How do I prove that every metric space that is sequentially compact and separable is compact? I can't seem to use either hypotheses.

 

[StatusX]

A metric space is compact iff it is complete and totally bounded. Also, I don't think the separable condition is needed.

 

[Dragonfall]

That's if you use the sequential definition of compactness. Here 'compactness' alone is defined a la topology; i.e., open covers, etc. Basically, I want to prove that if X is sequentially compact and separable (sequential => separable, but I can assume it without proof, since I proved in some earlier place), then for all open cover there exists a finite subcover for X.

 

[StatusX]

I thought if you couldn't just use that fact, it might at least be a good stepping stone. But actually it's probably easier to use sequential compactness as a stepping stone to get that fact.

If so, I would try assuming there is some open cover that has no finite subcover and use it to construct a sequence with no convergent subsequence. Specifically, construct a sequence of infinitely many disjoint open balls.

 

[Dragonfall]

Even if you construct such a sequence of open balls, how would you construct a sequence of points in X that has no convergent subsequence? X is sequentially compact.

The sequence of points in X must converge to something outside of X, but I can't think of what, since X could be complete.

 

[StatusX]

If X is complete and non-compact, it is not totally bounded. Take the real numbers for example. One open cover of them are the sets (n-1,n+1) as n ranges over the integers. One infinite sequence with no convergent subsequence is n, as n ranges over the integers. The connection won't be as straightforward in general, but you should be able to find one.

 

[Dragonfall]

X is sequentially compact and separable, and hence if an open cover A does not have a finite subcover, it has a countable subcover since we can map a dense subset into a countable subcover of A. Take an element that is in X\Ai for i=1 to infty and form a sequence, that sequence has a convergent subsequence that cannot converge to anything in the subcover, and hence outside X. Contradiction.

I don't know where you're getting at with completeness though.

 

[StatusX]

X is sequentially compact and separable, and hence if an open cover A does not have a finite subcover, it has a countable subcover since we can map a dense subset into a countable subcover of A.

I'll agree with your conclusion, but I don't know what "since we can map a dense subset into a countable subcover of A" means.

Take an element that is in X\Ai for i=1 to infty and form a sequence, that sequence has a convergent subsequence that cannot converge to anything in the subcover, and hence outside X.

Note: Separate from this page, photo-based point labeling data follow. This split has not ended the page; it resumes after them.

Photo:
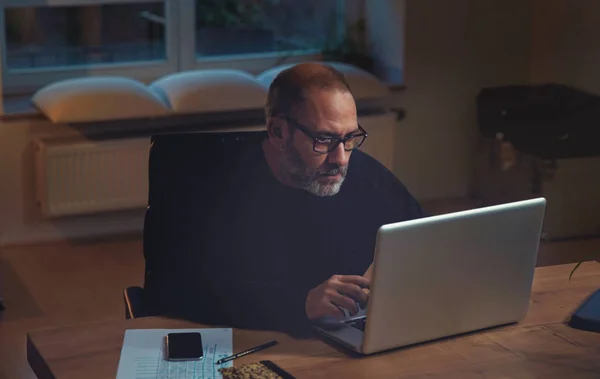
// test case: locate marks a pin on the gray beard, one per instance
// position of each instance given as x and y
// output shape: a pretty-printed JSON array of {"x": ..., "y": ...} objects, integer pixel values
[{"x": 300, "y": 176}]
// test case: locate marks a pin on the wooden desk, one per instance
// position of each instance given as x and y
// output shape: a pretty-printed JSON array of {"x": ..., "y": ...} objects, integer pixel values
[{"x": 541, "y": 346}]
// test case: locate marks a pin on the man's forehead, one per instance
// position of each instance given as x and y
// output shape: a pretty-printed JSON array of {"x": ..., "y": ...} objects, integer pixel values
[{"x": 328, "y": 113}]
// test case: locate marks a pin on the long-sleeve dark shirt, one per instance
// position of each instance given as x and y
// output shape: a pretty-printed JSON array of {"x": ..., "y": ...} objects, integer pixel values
[{"x": 247, "y": 252}]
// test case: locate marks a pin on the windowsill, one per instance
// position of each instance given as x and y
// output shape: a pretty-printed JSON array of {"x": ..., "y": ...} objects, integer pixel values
[{"x": 20, "y": 107}]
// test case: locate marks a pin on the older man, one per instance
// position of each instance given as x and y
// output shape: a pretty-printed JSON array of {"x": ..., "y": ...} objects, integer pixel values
[{"x": 292, "y": 239}]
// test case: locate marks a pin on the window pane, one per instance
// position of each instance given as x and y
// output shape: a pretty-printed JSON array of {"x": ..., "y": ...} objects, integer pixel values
[
  {"x": 233, "y": 27},
  {"x": 42, "y": 37}
]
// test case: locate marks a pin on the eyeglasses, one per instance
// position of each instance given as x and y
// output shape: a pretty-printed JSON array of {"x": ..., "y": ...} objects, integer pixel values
[{"x": 326, "y": 144}]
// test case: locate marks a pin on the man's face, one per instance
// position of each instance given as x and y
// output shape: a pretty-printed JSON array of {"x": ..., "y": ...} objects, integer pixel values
[{"x": 326, "y": 113}]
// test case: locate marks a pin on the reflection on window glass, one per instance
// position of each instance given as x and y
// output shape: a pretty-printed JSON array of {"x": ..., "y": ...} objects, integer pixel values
[
  {"x": 42, "y": 37},
  {"x": 233, "y": 27}
]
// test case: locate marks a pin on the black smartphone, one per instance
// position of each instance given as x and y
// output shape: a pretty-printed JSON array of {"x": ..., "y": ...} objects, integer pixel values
[{"x": 184, "y": 346}]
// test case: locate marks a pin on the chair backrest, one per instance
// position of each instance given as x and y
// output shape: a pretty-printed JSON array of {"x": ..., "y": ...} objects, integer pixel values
[{"x": 186, "y": 171}]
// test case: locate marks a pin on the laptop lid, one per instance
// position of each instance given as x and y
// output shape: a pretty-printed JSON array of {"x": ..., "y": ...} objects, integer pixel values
[{"x": 453, "y": 273}]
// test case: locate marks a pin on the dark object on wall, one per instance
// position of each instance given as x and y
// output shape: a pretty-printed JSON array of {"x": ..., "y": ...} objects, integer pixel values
[
  {"x": 587, "y": 316},
  {"x": 550, "y": 121}
]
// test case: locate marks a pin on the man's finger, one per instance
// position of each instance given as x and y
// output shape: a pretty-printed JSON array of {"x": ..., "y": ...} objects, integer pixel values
[
  {"x": 345, "y": 302},
  {"x": 354, "y": 291},
  {"x": 358, "y": 280},
  {"x": 335, "y": 311}
]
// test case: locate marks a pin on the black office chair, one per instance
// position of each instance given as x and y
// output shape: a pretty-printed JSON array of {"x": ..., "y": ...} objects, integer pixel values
[{"x": 181, "y": 166}]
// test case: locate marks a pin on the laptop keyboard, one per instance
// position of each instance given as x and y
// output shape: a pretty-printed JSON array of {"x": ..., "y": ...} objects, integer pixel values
[{"x": 358, "y": 323}]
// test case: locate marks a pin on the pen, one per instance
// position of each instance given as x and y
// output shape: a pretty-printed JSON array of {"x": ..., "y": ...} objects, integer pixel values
[{"x": 249, "y": 351}]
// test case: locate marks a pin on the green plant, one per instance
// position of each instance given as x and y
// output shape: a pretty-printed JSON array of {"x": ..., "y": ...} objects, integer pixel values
[{"x": 230, "y": 13}]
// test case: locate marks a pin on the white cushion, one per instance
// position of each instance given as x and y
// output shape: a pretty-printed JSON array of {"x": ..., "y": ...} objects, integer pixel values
[
  {"x": 99, "y": 98},
  {"x": 364, "y": 85},
  {"x": 215, "y": 90}
]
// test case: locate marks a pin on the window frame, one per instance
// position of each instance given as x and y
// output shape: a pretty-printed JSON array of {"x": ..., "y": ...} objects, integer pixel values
[
  {"x": 27, "y": 81},
  {"x": 180, "y": 42},
  {"x": 252, "y": 63}
]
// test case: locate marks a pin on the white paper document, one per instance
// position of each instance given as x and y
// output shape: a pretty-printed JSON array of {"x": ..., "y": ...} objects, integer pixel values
[{"x": 142, "y": 355}]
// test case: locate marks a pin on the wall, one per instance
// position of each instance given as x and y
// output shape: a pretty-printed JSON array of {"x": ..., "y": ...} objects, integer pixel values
[
  {"x": 19, "y": 222},
  {"x": 565, "y": 45},
  {"x": 453, "y": 48}
]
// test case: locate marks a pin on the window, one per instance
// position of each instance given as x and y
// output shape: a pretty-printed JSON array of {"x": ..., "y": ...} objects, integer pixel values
[{"x": 147, "y": 39}]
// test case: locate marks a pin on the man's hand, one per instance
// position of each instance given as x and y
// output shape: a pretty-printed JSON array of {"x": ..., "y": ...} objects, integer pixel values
[{"x": 338, "y": 291}]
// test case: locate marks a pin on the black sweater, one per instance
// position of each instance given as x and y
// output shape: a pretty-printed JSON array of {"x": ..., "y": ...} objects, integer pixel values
[{"x": 246, "y": 252}]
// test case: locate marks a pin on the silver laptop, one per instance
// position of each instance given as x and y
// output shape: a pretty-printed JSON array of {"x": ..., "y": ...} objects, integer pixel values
[{"x": 446, "y": 275}]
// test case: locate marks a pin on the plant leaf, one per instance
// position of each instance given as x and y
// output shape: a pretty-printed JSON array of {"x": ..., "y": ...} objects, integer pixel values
[{"x": 575, "y": 268}]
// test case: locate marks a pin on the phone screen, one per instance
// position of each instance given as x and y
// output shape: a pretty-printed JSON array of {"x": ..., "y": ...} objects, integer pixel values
[{"x": 184, "y": 346}]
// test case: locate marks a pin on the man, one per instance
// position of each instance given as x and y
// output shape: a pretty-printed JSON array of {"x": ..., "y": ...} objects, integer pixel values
[{"x": 293, "y": 232}]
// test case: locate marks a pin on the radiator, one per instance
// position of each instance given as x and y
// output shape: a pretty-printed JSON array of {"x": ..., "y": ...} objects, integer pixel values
[{"x": 84, "y": 177}]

Why not? For example, if X is the set of real numbers and your cover is (n-1,n+1), take x_i=1 for the index corresponding to (-1,1) and x_i=0 for all other terms and you have a convergent sequence. I think you'll need your sets to be disjoint, and then pick an element in each set. I'm not 100% sure though. Sorry, I'm really busy now, but I'll look over this more carefully later tonight. If you need help sooner, maybe someone else has some ideas...

 

[StatusX]

Ok, I've thought about it a bit more. Your idea in post 7 was on the right track, but you need the open sets to be nested. Pick x_i outside of A_i, then you can show that each A_i can only contain finitely many of the x_i, and use this to show there can be no convergent subsequence.